In seiner Népszava-Kolumne, in der er wöchentlich Behauptungen der Regierenden infrage stellt, weist der liberale Star-Rundfunkjournalist György Bolgár die Aussage von Regierungssprecher Zoltán Kovács zurück, Freedom House habe sich „zur Schaufensterorganisation von George Soros entwickelt“. Bolgár fragt Kovács sarkastisch, wen er denn für den Präsidenten der Vereinigten Staaten halte. Denn Freedom House werde nicht vom ungarisch-amerikanischen Finanzier George Soros gefördert, sondern von der US-Regierung finanziert (88 Prozent des FH-Budgets werden vom Außenministerium getragen – Anm. d. Red.).
Der Bericht von Freedom House spiegele die Position der inländischen linksliberalen Gegner der Regierung wider, notiert Attila Palkó auf Mandiner. Die Ungarn betreffenden Abschnitte seien das Werk eines einzigen Autors, nämlich von Gábor Filippov, Doktorand an der von Soros gegründeten Central European University. Zudem sei Filippov Dozent an einer politischen Akademie der Sozialistischen Partei und habe für einen mit der Sozialistischen Partei verbundenen Think Tank zu Zeiten gearbeitet, als der heutige DK-Chef Ferenc Gyurcsány Vorsitzender der MSZP gewesen sei.
Palkó bezweifelt die Stichhaltigkeit des Begriffs „hybrides Regime“ als wissenschaftliche Kategorie. Einige mögen es für etwas halten, das sowohl außerhalb des Bereichs der Demokratie als auch des Autoritarismus liege, erklärt Palkó. Die Formel jedoch in einem offiziellen Dokument zur Einstufung von Ländern zu verwenden, hält der Autor für bedenklich.
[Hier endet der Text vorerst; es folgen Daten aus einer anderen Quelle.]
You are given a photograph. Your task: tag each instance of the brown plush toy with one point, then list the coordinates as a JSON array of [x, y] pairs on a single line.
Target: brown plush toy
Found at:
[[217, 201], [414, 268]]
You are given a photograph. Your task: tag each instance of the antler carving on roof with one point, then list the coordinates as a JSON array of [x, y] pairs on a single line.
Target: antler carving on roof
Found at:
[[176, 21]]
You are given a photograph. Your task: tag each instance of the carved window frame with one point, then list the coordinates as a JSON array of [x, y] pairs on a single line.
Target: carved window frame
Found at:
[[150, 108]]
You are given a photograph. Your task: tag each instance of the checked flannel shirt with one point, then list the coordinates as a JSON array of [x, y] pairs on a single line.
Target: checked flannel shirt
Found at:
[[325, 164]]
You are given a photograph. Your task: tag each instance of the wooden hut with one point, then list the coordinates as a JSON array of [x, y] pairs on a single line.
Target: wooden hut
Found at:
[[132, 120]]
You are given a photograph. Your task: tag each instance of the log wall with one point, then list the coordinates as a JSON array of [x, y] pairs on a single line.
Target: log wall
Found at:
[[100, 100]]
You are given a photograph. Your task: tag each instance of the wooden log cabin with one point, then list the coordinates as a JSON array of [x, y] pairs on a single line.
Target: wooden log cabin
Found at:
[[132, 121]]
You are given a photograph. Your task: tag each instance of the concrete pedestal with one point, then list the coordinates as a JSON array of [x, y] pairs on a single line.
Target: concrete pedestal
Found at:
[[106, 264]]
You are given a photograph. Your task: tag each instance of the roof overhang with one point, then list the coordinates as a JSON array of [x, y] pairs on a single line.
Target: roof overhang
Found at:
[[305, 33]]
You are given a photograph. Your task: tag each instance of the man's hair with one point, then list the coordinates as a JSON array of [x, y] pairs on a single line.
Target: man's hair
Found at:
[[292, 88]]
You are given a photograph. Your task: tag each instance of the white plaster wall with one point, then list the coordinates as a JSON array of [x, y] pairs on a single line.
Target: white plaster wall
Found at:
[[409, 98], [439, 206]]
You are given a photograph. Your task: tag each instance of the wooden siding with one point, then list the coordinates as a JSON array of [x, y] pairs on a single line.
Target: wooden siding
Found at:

Er misstraut zudem der Seriosität eines Länderberichts, in dem alle unterschiedliche Aspekte eines demokratischen Systems beleuchtenden Fragen von einer einzigen Person beantwortet würden, und zwar einem erklärten Gegner der Regierung. Dabei solle dieser Bericht doch nach eigenem Selbstverständnis eine unvoreingenommene Bewertung der Leistung derselben Regierung abliefern.